流産の原因と防止
流産を防ぐために
妊娠初期に少量の出血が見られることがあります。着床が安定していない妊娠後のごく初期に何日か出血が続くことがあるのです。出血の原因はさまざまで、意外と多くの妊婦さんがこの出血を経験するものです。多くの場合は自然におさまってきます。
※ただし、腰のだるさや腰痛、下腹部痛を伴い、出血が長く続くようであれば安静にし、医師の指示に従ってください。

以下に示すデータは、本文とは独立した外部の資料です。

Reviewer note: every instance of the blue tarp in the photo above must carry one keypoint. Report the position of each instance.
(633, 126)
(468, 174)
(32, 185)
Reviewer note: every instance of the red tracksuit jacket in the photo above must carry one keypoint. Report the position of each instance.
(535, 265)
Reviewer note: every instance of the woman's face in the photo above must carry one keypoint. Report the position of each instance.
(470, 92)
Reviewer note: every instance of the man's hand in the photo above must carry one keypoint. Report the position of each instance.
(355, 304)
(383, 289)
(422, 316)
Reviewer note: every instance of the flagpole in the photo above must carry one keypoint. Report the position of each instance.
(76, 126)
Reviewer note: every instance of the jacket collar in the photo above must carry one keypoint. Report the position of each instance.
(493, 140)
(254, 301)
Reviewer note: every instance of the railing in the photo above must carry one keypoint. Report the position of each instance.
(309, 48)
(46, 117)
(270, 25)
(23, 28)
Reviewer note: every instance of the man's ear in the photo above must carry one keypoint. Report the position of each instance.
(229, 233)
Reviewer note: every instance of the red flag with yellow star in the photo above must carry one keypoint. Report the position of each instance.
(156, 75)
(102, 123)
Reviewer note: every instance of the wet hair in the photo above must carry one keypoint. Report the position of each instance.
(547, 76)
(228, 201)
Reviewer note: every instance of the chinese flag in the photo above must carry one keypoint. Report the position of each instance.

また、出血で受診すると、医師に切迫流産と診断されることが有ります。「流産」と聞くとびっくりしますが、出血やお腹の張りがあって安静が必要な場合につけられる診断名です。一般的に、妊娠が成立してすぐの時は、身体、特にお腹を冷やさないように気をつけましょう。気血は胎児の成長に集中させるべきなので、むやみに気血を巡らせすぎないようにします。つまり、動きすぎや激しい運動は禁物ということです。
流産の原因
胎児側の問題
お父さんとお母さんの卵子と精子がパワー不足だと、胎児が母体内でうまく育ちません。もし、受精したとしても、初期に流産してしまう場合は、精子と卵子に元々何らかの問題があったためだと考えられています。
母胎側の問題
元々虚弱体質で“腎(じん)”の働きが弱い人の場合。腎は、発育・生殖・老化などを担当し、身体に必要な栄養である「精(せい)」を貯蔵する働きを持っています。その働きが弱い人は、「脾(ひ)」の働きを高める必要があります。脾とは、飲食物を消化し、気血を産み出し全身に運ぶことを担当しています。脾にはまた、血・尿・汗などが出すぎないようにしたり、内臓や胎児の位置を所定の位置に保つ働きがあります。妊娠初期の少量の出血は、着床が不安定なときに起こることも多いので、脾の働きを補うことによって安定することもあります。